I will put to bed the myth that you can’t see anything in dark water. The visibility is limited at times, but I have actually been in visibility as good as 50 feet around here.

My first salt water dive in the Bahamas was deemed that poor years ago. Since I have many dark water dives of lesser visibility logged, what was a limitation for others didn’t bother me. “Black water” divers are recognized as skillfully trained at warm water resorts. Resort guides enjoy giving experienced divers tours, knowing that buoyancy and visibility won’t be catastrophes during the tour.

The other myth isn’t as hard to disprove. Yes the water can be cold. Heavy thick wet suits can be cumbersome to get into. Individuals stay warm diving that way or a dry suit certification can be achieved. Depending on weather, time of year, and personal comfort levels the cold can be overcome.

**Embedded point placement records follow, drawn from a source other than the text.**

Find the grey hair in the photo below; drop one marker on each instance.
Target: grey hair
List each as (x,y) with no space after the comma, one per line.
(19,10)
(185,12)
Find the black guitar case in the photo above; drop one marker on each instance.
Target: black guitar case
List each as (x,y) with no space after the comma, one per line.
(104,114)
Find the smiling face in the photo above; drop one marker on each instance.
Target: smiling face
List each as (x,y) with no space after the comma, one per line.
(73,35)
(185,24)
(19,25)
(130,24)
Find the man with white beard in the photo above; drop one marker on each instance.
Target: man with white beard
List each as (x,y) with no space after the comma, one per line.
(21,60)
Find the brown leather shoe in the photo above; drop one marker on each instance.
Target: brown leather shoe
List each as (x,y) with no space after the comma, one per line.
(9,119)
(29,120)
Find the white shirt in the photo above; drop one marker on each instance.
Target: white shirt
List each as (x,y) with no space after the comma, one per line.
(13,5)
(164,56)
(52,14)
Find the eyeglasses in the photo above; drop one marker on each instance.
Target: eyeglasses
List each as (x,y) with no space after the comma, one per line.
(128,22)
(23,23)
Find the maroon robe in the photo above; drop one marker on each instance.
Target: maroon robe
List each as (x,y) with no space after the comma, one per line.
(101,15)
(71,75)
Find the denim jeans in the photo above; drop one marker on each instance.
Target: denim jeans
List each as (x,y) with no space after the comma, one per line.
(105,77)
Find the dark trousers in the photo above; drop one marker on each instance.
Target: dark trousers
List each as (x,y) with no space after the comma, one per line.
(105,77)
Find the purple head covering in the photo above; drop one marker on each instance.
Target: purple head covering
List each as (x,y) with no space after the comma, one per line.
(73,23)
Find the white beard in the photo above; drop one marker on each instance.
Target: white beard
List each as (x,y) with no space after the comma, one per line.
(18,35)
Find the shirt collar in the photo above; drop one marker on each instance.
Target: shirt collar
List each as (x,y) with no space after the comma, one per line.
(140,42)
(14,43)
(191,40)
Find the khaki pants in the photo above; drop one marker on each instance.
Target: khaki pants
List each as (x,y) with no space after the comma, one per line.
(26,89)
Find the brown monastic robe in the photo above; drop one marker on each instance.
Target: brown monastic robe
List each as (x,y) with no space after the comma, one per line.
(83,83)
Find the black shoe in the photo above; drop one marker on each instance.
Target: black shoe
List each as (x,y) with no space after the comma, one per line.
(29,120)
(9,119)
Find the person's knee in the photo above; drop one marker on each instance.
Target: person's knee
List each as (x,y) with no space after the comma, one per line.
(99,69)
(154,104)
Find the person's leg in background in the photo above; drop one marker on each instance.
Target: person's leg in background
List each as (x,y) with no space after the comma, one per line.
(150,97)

So what can be seen? A whole new world! To me it is the opportunity to overcome my fears and explore a hostile alien environment. Seeing fish and water life in their own world is inspiring. I’ve actually pretended the weightlessness achieved is similar to being in outer space. Fish are enjoyable to study in their own neck of the woods, rather than fighting them into succumbing our side of the surface, which is a hostile environment for them. It may seem obvious I view fishing differently.

I’ve explored several local lakes. Many of the diver friendly lakes I’ve visited have created sites to visit such as sunken boats, airplanes, helicopters, busses, trucks, you think of something it’s probably under water somewhere.

Strode lake in Canton, Illinois has a Allis Chalmers combine sunk at a depth of 35 feet! These objects, not only give divers something to view, attract fish and create safe protected areas to spawn. It can be looked at as the Midwest version of artificial reefs.

I have shared a general glamorized view of land locked SCUBA. I’m sure there are even those that carry certification cards that think the cold dark water isn’t as relaxing as a Caribbean adventure. I’ve dove both locals and I love both.